Открыв глаза, Имре Тамаш увидел темный свод пещеры и склонившегося над ним улыбающегося во весь рот Мишку Балажа. Имре слегка повернул голову, и сердце его радостно забилось: Смутни, Лайош Тимар, Яблочкин стояли возле него и тоже улыбались. Правда, всех их он видел словно в тумане и потому не знал, происходит ли это наяву или только кажется. Однако постепенно Имре понял, что не бредит…
Тимар влил ему в рот воды из фляжки. Приятная прохлада унимала жар.
— Спасибо, — чуть слышно прошептал Имре потрескавшимися губами.

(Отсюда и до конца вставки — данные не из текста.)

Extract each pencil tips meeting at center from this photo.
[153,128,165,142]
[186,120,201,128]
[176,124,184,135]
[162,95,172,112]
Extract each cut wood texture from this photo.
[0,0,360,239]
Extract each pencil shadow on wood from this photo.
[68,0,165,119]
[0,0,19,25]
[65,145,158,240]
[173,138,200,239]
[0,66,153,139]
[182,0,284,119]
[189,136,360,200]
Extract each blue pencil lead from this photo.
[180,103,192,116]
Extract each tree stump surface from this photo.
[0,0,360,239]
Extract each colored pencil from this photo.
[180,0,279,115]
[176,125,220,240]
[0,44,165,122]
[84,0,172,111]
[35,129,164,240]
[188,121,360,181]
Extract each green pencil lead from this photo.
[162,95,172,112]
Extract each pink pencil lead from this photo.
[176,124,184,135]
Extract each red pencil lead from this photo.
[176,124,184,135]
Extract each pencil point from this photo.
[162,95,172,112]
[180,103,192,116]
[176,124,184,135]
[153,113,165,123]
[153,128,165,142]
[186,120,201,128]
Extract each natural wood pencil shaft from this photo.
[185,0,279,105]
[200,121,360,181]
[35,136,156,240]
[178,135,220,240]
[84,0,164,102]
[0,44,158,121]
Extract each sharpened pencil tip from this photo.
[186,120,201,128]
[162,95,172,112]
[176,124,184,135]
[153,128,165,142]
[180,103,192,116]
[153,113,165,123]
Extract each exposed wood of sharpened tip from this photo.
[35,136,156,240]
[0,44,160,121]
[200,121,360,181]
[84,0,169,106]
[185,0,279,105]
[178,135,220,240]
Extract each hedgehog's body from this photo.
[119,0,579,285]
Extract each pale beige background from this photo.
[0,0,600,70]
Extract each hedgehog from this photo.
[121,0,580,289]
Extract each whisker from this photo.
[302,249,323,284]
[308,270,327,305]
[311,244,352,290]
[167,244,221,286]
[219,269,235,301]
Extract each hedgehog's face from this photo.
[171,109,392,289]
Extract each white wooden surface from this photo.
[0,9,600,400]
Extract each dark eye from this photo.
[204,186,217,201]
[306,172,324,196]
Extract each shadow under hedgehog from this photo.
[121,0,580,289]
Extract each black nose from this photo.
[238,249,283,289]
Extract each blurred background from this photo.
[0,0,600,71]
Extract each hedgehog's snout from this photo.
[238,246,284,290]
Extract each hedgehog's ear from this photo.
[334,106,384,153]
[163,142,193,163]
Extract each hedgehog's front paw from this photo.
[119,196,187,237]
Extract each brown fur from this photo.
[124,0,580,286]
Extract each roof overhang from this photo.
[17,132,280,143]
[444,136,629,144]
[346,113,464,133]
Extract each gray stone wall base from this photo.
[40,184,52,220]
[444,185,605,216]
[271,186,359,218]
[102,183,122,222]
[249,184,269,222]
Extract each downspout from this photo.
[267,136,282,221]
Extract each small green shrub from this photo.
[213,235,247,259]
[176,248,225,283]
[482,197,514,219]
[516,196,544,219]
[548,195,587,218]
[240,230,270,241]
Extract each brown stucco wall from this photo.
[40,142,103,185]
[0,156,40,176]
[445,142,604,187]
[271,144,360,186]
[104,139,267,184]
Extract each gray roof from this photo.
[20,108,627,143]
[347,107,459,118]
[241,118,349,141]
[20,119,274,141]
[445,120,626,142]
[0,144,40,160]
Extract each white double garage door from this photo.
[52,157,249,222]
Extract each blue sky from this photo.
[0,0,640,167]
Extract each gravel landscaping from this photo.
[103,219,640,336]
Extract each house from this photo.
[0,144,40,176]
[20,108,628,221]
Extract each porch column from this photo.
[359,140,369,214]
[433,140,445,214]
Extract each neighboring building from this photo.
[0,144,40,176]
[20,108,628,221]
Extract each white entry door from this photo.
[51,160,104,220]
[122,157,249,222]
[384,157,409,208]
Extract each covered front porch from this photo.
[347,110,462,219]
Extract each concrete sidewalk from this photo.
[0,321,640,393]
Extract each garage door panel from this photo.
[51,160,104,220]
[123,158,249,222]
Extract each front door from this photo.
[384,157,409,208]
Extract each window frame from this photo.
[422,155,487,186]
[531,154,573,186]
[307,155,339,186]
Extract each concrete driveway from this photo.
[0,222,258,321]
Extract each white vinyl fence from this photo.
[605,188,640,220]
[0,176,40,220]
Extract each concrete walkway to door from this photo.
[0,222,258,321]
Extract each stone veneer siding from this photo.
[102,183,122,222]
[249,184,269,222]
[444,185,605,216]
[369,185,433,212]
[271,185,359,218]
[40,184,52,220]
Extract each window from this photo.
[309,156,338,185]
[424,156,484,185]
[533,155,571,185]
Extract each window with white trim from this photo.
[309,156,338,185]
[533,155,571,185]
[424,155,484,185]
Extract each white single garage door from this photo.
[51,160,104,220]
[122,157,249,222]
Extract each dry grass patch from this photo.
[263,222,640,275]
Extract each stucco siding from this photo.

Товарищи столпились вокруг Имре и с тревогой всматривались в его лицо. Смутни поправил сложенную в несколько раз шинель, которую положили Имре под голову, нежно провел ладонью по его разгоряченному лбу.
Тамаш хотел было поднять руку, но у него не хватило сил.
— А где Бургомистров, Рыжов? — едва шевеля губами, спросил он.
— Нет их.
— Убиты?
— Сейчас тебе вредно разговаривать, — заметил Тимар. — Хочешь поесть чего-нибудь?
Тамаш одними глазами дал понять, что есть не хочет. Через секунду он закрыл глаза и вновь впал в забытье.
На глазах у Мишки Балажа показались слезы.
— Умер? — выдохнул он.
— Пошел к черту! — огрызнулся на него Смутни. — Заснул он снова. Крови много потерял, вот и спит. Разве не понятно?
— Понятно! — обрадованно произнес Мишка. — Мы же свиньи порядочные! Давно бы могли подобрать его, если бы не приняли за офицера… И какой олух напялил ему на голову офицерскую фуражку?.. Мать его за ногу!
— Ну-ну, поосторожней на поворотах! — осадил его Тимар. — Плохо, что он лежал на животе, лицом вниз. Вот мы лица его и не видали… Я его еще пнуть ногой хотел… Вот тут-то и узнал его… по одежде…
— А чего пинать мертвого-то? — осуждающе покачал головой Смутни.
— Они нас не так пинают, — пробормотал, будто оправдываясь, Тимар. — Беляки и не такое с нами выделывают. У чехов был один такой кровожадный, что мертвых штыком колол…
— Зверь ваш чех, да и только! — Смутни даже сплюнул.
— Хуже зверя! — покачав головой, сказал Мишка. — Только бы с Имре ничего серьезного не случилось. Все мы тут чуть костьми не полегли… Если бы Смутни из пещеры нас огнем не поддержал…
— Пошел ты знаешь куда!.. — Смутни покраснел как рак. — Тоже мне, нашел помощника! Я за себя не отвечал… Потерял сознание от дыма… Благодарите бедолагу Иванова. Это у него осталось столько патронов! Лучше помозгуйте, что нам теперь с Имре делать?.. А то ведь беляки могут предпринять новую контратаку… От одной мысли об этом мороз по коже дерет…
— Тогда все умрем в этой вонючей пещере! — заявил Мишка. — У меня теперь граната есть…
Имре, разумеется, не слышал этого разговора, так как впал в глубокий сон.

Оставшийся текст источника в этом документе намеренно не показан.